風羽は後天的な能力者だ。中学三年生の頃に自分の異能力が芽生えてから、必死に異能力について勉強をした。情報屋の兄ほどではないが、それなりに知識は蓄えている。
「貴様らの目的なんて知らないッ! ボクは、ボクを救ってくれた白亜様を守りたいだけなんだ!」
「その白亜様について、僕はとても重要な情報を持っているのだけど、聞きたくはないかい?」
「それならとっとと話せ!」
「今は無理だ。できれば、瓦解陽性と、白亜様本人がいるところで話した方が早い」
それに向こうから話してくれるかもしれない。水鶏の行動から察するに、あちらもそろそろ潮時だと考えているのだろう。
『虹色のダイヤモンド』には何があるのか。
唄の両親が、どうして怪盗をやめたのか。
それらを知るには、状況と場所が必要だ。
そのために、今シルフに調べてもらっている。
サラマンダーの炎とシルフの風のどちらが強いかは風羽には分からないが、こちらが上回ることを願うしかない。
(シルフ、頼んだよ)
琥珀はもう叫ぶことはしなかった。灰色の瞳は強く風羽を睨みつけているが、自分の行動から考えると仕方のないことだと受け止めよう。

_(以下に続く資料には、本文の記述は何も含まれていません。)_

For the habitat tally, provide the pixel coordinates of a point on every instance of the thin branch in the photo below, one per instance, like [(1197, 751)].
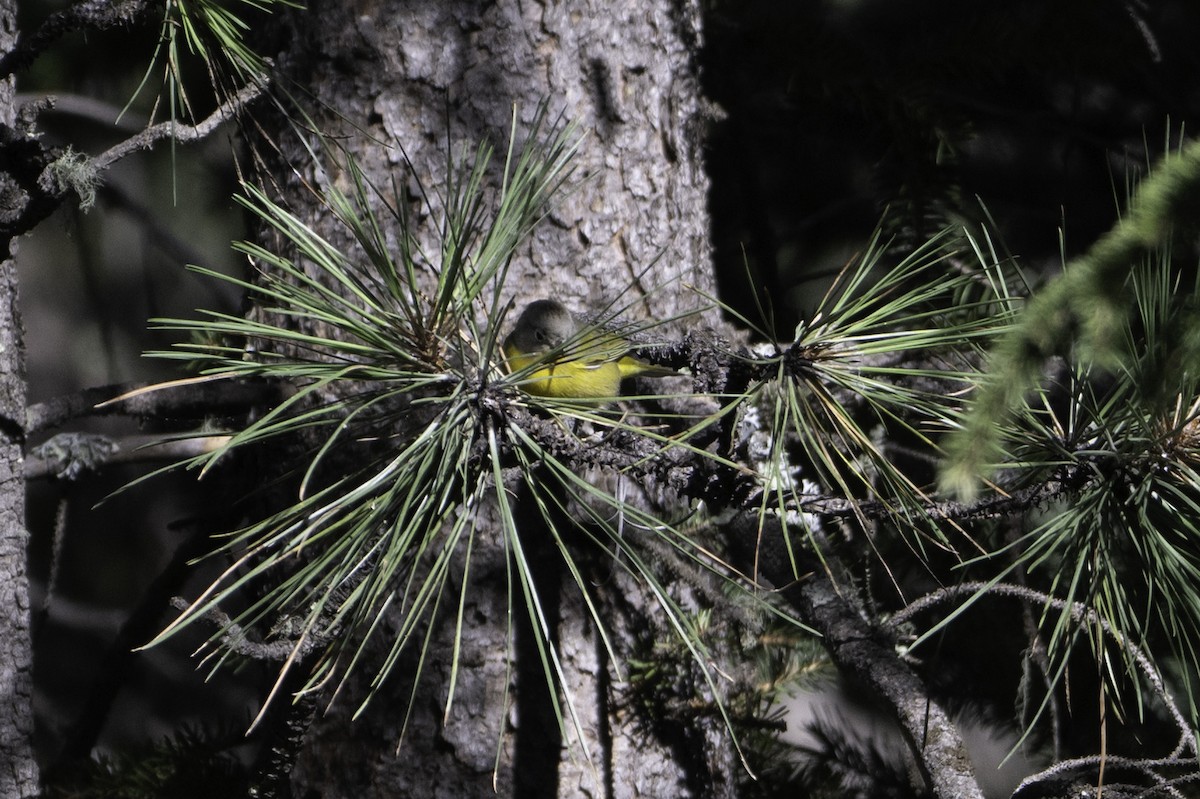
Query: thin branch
[(181, 133), (1080, 613)]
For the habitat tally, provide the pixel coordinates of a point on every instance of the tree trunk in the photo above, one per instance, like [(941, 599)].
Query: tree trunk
[(18, 770), (393, 73)]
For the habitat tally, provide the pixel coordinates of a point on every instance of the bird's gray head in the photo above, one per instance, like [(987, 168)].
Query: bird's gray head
[(543, 325)]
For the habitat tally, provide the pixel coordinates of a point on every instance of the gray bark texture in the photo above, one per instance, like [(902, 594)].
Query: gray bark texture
[(387, 74), (18, 769)]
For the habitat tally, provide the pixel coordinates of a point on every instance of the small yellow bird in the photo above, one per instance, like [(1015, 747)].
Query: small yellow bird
[(577, 364)]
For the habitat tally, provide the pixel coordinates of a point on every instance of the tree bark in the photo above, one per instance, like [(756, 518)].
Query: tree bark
[(391, 74), (18, 769)]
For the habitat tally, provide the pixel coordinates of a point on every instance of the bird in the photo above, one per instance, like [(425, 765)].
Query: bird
[(568, 361)]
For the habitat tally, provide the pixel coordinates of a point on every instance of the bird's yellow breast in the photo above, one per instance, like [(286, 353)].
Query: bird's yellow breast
[(569, 378)]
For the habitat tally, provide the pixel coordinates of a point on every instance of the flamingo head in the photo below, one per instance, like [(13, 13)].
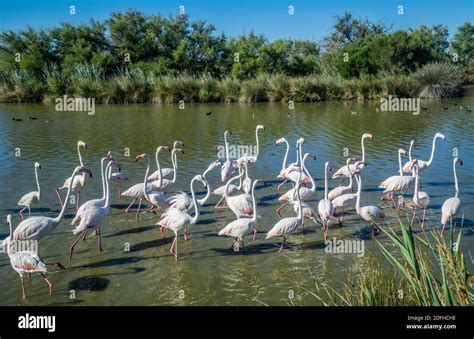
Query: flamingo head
[(367, 136), (280, 141), (83, 169), (141, 157), (175, 144)]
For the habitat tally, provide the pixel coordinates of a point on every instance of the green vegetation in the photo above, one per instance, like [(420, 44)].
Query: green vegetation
[(136, 58), (425, 271)]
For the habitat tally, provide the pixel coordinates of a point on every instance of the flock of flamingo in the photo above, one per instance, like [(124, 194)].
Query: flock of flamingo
[(179, 211)]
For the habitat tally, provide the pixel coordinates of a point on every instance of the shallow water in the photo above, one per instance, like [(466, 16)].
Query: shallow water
[(208, 272)]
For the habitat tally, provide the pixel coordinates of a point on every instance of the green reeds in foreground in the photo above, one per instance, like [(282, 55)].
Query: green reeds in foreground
[(429, 271)]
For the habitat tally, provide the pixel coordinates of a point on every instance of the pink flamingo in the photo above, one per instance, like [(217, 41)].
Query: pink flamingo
[(240, 227), (452, 205), (32, 198), (343, 172), (368, 213), (79, 182), (175, 219)]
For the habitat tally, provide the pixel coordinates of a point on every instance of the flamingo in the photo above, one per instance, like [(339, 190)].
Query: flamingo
[(94, 215), (231, 189), (175, 219), (240, 227), (252, 159), (167, 172), (183, 202), (340, 190), (286, 226), (344, 200), (165, 185), (396, 183), (420, 199), (452, 205), (291, 172), (325, 207), (368, 213), (305, 193), (79, 181), (226, 169), (136, 191), (343, 172), (35, 228), (32, 198), (421, 163), (240, 204), (27, 262)]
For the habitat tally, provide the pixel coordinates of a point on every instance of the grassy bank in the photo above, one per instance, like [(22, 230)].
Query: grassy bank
[(139, 86), (426, 269)]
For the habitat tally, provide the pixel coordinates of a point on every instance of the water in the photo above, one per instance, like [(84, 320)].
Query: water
[(208, 272)]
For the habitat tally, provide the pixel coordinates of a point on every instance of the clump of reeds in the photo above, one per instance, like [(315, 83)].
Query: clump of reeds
[(438, 80)]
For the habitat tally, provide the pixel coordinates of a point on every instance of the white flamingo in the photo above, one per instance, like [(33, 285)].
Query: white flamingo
[(231, 189), (420, 199), (136, 191), (93, 216), (407, 168), (287, 226), (240, 204), (396, 183), (26, 262), (305, 193), (291, 172), (325, 207), (343, 172), (226, 169), (166, 171), (452, 205), (32, 198), (253, 158), (243, 226), (175, 219), (369, 213), (340, 190), (165, 185), (35, 228), (79, 181)]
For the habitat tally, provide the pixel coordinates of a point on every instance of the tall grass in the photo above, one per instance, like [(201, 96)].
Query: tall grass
[(429, 270), (438, 80)]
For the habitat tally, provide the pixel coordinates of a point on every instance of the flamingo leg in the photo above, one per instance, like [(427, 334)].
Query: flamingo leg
[(50, 286), (129, 206), (99, 240), (281, 185), (71, 250), (59, 197), (282, 245), (137, 215), (23, 294)]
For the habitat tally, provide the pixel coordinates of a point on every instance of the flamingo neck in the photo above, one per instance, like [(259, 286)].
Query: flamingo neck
[(285, 159), (254, 202), (433, 147), (456, 184), (145, 186), (60, 217), (37, 182), (196, 207), (400, 166)]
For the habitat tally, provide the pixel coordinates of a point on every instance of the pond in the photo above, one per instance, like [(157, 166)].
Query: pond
[(209, 272)]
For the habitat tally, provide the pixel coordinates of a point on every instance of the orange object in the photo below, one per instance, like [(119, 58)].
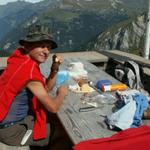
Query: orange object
[(114, 87)]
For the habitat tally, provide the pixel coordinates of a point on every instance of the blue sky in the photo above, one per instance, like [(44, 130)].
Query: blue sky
[(3, 2)]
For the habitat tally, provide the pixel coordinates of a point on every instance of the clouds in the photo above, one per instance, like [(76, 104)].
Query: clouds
[(3, 2)]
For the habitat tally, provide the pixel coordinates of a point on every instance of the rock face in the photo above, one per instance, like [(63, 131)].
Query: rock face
[(126, 36)]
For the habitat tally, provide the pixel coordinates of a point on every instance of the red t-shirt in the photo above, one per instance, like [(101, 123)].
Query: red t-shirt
[(20, 69)]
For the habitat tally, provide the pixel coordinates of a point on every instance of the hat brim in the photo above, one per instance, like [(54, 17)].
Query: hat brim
[(51, 42)]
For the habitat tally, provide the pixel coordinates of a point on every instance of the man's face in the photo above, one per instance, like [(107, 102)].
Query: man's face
[(39, 51)]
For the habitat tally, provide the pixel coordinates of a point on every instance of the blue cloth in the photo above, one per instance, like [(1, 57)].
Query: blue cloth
[(141, 106)]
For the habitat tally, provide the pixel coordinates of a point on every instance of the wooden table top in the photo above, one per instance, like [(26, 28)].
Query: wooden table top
[(83, 125)]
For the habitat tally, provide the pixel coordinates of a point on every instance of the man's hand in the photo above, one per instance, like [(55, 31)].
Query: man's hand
[(62, 90)]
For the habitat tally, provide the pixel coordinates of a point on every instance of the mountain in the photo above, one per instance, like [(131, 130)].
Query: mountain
[(126, 36), (74, 23)]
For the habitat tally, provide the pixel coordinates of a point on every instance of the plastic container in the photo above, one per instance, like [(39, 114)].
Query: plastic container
[(62, 78), (114, 87), (101, 83)]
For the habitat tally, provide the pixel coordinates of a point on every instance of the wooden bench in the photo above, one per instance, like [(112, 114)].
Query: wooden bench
[(7, 147)]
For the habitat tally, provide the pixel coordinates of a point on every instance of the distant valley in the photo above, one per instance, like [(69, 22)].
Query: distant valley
[(76, 24)]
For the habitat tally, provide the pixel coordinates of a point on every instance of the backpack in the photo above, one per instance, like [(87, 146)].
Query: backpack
[(130, 73)]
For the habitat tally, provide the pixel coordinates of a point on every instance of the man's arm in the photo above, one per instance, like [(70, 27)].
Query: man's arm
[(51, 104), (50, 81)]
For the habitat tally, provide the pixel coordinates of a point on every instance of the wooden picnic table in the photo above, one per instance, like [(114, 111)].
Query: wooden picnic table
[(83, 125)]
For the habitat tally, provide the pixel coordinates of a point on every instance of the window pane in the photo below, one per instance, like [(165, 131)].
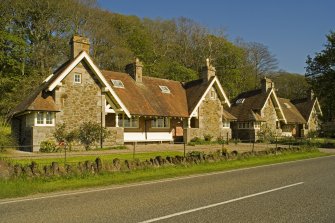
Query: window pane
[(39, 117), (48, 119)]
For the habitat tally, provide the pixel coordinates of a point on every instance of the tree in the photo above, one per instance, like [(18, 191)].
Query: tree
[(260, 59), (320, 73)]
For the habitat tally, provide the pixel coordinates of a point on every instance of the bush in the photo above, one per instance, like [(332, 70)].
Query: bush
[(208, 137), (48, 147), (90, 133), (62, 136)]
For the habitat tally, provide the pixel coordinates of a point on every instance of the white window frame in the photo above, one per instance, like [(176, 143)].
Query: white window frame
[(226, 124), (257, 125), (77, 78), (117, 83), (133, 121), (164, 89), (156, 121), (44, 119), (212, 94)]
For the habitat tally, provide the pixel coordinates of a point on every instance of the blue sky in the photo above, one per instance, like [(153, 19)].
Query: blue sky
[(292, 29)]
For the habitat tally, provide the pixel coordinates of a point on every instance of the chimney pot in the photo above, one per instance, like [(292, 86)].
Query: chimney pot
[(79, 44)]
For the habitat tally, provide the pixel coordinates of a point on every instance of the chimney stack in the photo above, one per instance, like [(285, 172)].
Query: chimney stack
[(266, 84), (135, 70), (207, 71), (79, 44), (310, 94)]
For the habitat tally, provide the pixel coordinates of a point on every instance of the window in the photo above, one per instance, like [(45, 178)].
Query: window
[(44, 119), (77, 78), (48, 118), (213, 94), (240, 101), (160, 123), (165, 89), (117, 83), (126, 122), (257, 125), (226, 124), (244, 125), (40, 118)]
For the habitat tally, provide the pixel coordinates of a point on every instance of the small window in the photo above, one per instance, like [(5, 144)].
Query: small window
[(117, 83), (287, 105), (164, 89), (160, 123), (126, 122), (226, 124), (213, 94), (40, 118), (240, 101), (77, 78), (48, 118)]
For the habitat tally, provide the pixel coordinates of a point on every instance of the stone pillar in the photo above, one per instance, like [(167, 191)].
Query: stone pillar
[(116, 119)]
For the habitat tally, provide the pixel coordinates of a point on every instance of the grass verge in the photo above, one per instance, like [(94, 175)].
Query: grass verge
[(28, 186)]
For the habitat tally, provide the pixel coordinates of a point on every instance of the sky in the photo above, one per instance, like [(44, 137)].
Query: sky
[(291, 29)]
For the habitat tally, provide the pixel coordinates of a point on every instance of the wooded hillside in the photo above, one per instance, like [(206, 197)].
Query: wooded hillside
[(34, 36)]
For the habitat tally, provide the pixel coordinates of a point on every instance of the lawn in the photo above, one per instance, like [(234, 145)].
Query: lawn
[(28, 186)]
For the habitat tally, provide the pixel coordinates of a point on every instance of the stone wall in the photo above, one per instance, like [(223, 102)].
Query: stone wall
[(210, 120), (80, 102), (269, 115), (115, 137), (40, 134)]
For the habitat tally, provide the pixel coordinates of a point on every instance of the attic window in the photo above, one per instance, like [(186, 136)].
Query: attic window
[(117, 83), (165, 89), (287, 105)]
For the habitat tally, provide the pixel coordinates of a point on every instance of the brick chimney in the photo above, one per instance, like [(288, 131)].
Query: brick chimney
[(135, 70), (79, 44), (310, 94), (207, 71), (266, 84)]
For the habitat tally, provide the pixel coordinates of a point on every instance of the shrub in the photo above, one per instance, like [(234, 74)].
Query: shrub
[(63, 136), (90, 133), (208, 137), (48, 147)]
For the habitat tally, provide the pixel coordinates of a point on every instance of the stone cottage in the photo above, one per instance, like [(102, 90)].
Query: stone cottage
[(257, 110), (310, 109), (134, 107)]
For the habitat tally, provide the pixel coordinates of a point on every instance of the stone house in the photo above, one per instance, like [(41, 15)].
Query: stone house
[(257, 110), (310, 109), (133, 107)]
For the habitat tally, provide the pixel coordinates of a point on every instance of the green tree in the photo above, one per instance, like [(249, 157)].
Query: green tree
[(320, 73)]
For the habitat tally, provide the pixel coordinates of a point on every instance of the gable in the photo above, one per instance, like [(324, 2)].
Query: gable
[(198, 90)]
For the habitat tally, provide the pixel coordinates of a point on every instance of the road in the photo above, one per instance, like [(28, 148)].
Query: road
[(302, 191)]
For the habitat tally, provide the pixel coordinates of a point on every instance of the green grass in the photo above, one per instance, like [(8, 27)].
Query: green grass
[(26, 186), (104, 157)]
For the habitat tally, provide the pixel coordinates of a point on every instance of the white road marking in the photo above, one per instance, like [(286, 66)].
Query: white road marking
[(148, 182), (220, 203)]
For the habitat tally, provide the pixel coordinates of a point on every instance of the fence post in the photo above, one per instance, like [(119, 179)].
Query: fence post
[(227, 138)]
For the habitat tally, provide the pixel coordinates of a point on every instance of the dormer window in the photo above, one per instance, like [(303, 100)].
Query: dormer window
[(117, 83), (165, 89), (77, 78), (240, 101), (213, 94), (287, 105)]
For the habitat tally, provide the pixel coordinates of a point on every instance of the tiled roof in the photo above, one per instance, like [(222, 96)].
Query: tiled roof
[(305, 106), (146, 98), (194, 91), (291, 113), (245, 106)]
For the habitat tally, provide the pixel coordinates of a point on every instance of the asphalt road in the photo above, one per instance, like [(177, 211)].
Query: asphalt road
[(302, 191)]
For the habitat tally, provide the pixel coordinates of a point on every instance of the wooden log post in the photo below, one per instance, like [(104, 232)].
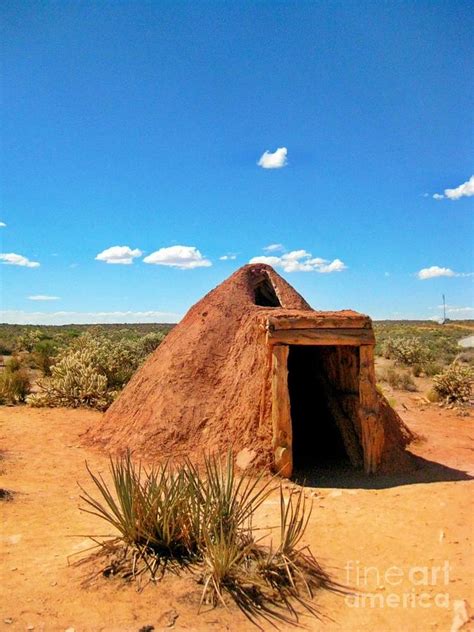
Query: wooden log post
[(371, 424), (281, 414)]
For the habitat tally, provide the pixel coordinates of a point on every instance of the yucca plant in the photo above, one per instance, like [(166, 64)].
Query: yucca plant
[(167, 516)]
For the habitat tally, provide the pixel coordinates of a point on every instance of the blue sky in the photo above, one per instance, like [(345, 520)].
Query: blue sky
[(145, 126)]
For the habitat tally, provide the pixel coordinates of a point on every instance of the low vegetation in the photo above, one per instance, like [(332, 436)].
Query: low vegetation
[(454, 384), (401, 380), (14, 383), (91, 371), (179, 518)]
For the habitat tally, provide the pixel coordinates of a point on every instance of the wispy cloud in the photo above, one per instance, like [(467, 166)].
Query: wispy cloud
[(182, 257), (274, 160), (436, 271), (463, 190), (12, 259), (123, 255), (85, 318), (43, 297), (301, 261), (274, 248), (462, 311)]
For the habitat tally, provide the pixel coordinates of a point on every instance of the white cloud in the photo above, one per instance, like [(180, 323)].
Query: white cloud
[(43, 297), (436, 271), (274, 160), (301, 261), (463, 190), (85, 318), (274, 248), (12, 259), (183, 257), (452, 309), (119, 255)]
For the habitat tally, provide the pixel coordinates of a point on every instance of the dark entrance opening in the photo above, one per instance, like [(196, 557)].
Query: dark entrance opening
[(317, 441), (264, 292)]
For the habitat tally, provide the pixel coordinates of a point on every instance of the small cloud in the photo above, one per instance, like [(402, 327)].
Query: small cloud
[(301, 261), (119, 255), (13, 259), (452, 309), (434, 271), (274, 248), (182, 257), (463, 190), (274, 160)]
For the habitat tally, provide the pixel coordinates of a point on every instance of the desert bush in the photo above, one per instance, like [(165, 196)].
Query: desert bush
[(167, 517), (91, 371), (409, 351), (74, 382), (454, 384), (14, 383), (44, 353), (399, 379)]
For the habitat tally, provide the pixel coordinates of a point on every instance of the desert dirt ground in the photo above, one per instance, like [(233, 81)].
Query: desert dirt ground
[(403, 543)]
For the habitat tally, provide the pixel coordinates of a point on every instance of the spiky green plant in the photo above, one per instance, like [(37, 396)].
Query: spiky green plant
[(167, 516)]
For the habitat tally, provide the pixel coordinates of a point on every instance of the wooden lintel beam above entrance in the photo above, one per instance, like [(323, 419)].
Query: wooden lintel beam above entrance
[(313, 322), (319, 336)]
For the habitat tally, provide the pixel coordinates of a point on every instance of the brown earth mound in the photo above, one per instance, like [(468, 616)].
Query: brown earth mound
[(208, 386)]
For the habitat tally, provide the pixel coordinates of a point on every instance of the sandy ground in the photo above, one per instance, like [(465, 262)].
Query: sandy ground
[(405, 542)]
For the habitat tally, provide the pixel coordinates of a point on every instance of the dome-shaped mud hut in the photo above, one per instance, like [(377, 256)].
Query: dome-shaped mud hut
[(252, 368)]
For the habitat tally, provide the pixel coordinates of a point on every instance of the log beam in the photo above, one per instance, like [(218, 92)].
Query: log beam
[(281, 414), (357, 321), (373, 435), (319, 336)]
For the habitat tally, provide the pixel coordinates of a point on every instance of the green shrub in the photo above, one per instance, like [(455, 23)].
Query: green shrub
[(455, 383), (91, 370), (167, 517), (408, 351), (74, 382)]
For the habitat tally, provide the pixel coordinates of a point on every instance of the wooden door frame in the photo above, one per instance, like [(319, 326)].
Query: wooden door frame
[(372, 438)]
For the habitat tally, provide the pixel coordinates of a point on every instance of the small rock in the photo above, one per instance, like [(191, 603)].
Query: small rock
[(460, 614), (168, 618)]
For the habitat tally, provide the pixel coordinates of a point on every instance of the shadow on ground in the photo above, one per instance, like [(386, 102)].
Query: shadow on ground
[(342, 475)]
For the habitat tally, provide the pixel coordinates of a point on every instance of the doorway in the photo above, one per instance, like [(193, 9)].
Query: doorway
[(318, 418)]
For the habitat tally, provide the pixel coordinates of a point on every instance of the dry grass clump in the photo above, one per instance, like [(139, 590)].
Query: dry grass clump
[(454, 384), (181, 519), (14, 383)]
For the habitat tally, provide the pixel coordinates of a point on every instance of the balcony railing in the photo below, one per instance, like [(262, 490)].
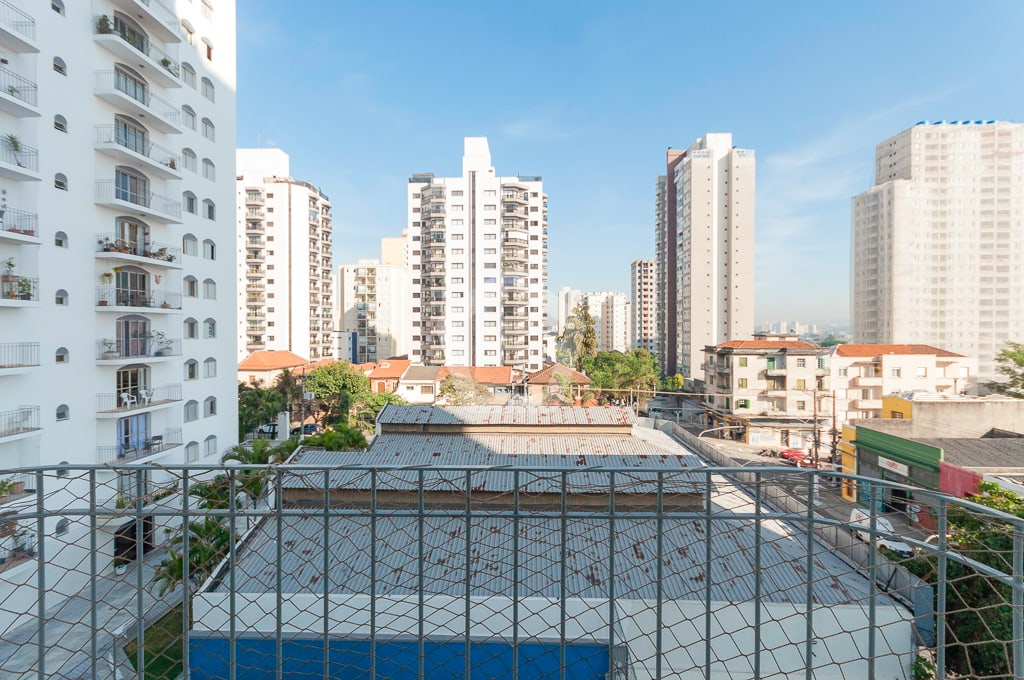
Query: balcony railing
[(132, 399), (122, 297), (18, 354), (17, 86), (18, 421)]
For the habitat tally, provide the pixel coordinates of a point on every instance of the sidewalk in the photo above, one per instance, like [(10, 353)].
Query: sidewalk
[(69, 632)]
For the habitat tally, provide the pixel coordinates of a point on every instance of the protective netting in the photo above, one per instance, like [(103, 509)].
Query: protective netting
[(512, 571)]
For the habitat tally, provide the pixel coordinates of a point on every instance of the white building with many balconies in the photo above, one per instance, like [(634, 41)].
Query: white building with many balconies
[(286, 287), (478, 258), (117, 295)]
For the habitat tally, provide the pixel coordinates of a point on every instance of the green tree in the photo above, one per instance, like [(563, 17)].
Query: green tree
[(579, 340), (1011, 365), (979, 619), (462, 390)]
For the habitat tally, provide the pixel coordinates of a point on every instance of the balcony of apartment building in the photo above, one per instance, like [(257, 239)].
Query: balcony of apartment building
[(131, 244), (129, 192), (128, 142), (131, 93), (127, 40), (18, 227), (18, 95), (17, 357), (136, 396)]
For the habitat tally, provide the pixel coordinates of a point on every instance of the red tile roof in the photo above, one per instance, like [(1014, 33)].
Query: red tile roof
[(546, 376), (270, 359), (875, 350), (765, 344)]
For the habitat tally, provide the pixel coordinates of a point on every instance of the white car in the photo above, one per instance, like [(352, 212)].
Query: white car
[(860, 524)]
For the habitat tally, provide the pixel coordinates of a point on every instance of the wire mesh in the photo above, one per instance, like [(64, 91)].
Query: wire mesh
[(499, 571)]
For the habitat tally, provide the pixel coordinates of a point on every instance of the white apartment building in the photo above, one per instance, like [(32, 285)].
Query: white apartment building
[(286, 287), (374, 315), (709, 216), (478, 256), (117, 295), (643, 286), (938, 242), (613, 333), (861, 374)]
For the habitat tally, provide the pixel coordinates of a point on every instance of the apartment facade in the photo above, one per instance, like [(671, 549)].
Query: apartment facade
[(862, 374), (709, 214), (286, 283), (643, 296), (118, 293), (374, 321), (478, 258), (937, 241)]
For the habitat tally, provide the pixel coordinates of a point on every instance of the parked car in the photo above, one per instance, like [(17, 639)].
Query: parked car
[(307, 429), (860, 523)]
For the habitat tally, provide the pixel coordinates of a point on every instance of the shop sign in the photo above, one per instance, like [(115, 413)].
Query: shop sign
[(893, 466)]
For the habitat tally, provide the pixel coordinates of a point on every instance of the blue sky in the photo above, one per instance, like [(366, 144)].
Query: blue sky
[(590, 94)]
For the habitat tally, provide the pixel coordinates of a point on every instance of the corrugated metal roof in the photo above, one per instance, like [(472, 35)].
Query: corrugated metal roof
[(505, 415), (492, 560)]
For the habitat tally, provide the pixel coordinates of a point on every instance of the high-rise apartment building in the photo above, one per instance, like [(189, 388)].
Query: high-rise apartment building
[(937, 242), (705, 245), (118, 293), (478, 255), (643, 286), (286, 288)]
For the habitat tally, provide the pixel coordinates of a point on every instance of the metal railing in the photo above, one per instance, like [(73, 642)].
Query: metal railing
[(138, 144), (108, 190), (18, 354), (122, 297), (561, 571), (17, 86), (110, 80), (16, 19), (18, 421), (132, 399)]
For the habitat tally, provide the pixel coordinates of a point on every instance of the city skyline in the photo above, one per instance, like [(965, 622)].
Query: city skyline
[(609, 110)]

「琥珀。もし君が、僕を白亜様という人のところに連れて行ってくれれば、僕は精霊を戻してもいいよ」
「本当か?」
怪しむような琥珀の瞳を見返し、風羽は頷く。
「でも」
「君は白亜様を守りたいのだろう。僕らが何もしないように、そこの式神で警戒してくれればいい」
「それなら……まだボクの知らない礼亜の素顔もあるし。ほんと、よくわからないことだらけだから、白亜様に聞かないと……」
逡巡したあと、琥珀は口を真一文字に引き結び頷いた。
「わかった。貴様が精霊を戻したら、ボクが白亜様に引き合わせてやる」
「助かるよ、琥珀。――シルフ」
精霊遣いは、精霊を召喚している間、その精霊と意識を共有している。
風羽は頭の中でシルフに語りかけた。
『あらあら、せっかく楽しくなってまいりましたのに。サラマンダーとこちらの世界で遊ぶのもまた美味なるものがありましたが、あなたのお願いであれば仕方がありませんわね。また必要な際は、いつでもわたくしを呼び出してくださいね?』
『もちろんです』
すっと、そよ風が通り過ぎて行くように、身近に感じる風が消えて行った。
いや、正確には消えていない。風羽の心の中に戻ったのだ。
「それじゃあ、頼んだよ、琥珀」
「フンッ。ついて来い」
〝八又〟を伴った琥珀が風羽の横を通り過ぎる。
風羽は暫くしてからその後姿を追った。
◇◆◇
瞬きをしたその一瞬で、シルフの姿が消えた。
『はんっ。逃げやがったのか、あのヤロウ』
サラマンダーがつまらなそうにぼやくと、陽性の元に戻ってきた。
「そうみたいですね。何かが起こったのでしょう」
陽性は背後を振り返った。思わず目を見開く。
「琥珀……」
黄色いおかっぱ風の髪型をした少年が、使役する式神の〝八又〟と共にこちらに歩いてきている。その後ろには、風の精霊シルフの召喚主である、喜多野風羽の姿がある。
「サラマンダー。呼び出して早々で申し訳ありません」
『久しぶりに、こちらの世界で暴れられると思ったんだけどなぁ。つまんねぇなぁ。ま、いいや。またすぐにアタイを呼び出してくれるんだろ、陽性?』
「はい。機会があれば、必ず」
『アタイはてめえの精霊だぜ。たまには、一緒に遊んでくれよ。昔みたいにさ。じゃ』
徐々に炎が消えて行くように、サラマンダーの姿がしぼんでいき、この世界から消えた。
「それも楽しそうですね」
いなくなったサラマンダーに応えながら、陽性は向かってくる二人と一匹を見据えた。
(そろそろ、潮時みたいですね)
二年前、自分が犯した罪を思い出す。
理解はしていた。けれど、自分の感情を優先したくて、彼女の優しさに甘えてしまった結果、今の儚い生活がある。
できれば、自分の記憶を失くしている白亜には知られたくないと思っている。
でもこれ以上隠し通すことは、無理なのだろう。
(水鶏には、悪いことをしていますね)
彼女の姉には、迷惑をかけている。
「陽性」
「琥珀」
躊躇うような呼び声に、陽性は赤い瞳を細めて言葉を続ける。
「すべて話しましょう。隠していること――白銀礼亜と、山原白亜のことについて」
二年前のあの公園で、もし自分が礼亜を止めることができていれば、こんなことにならなかったのだろうか。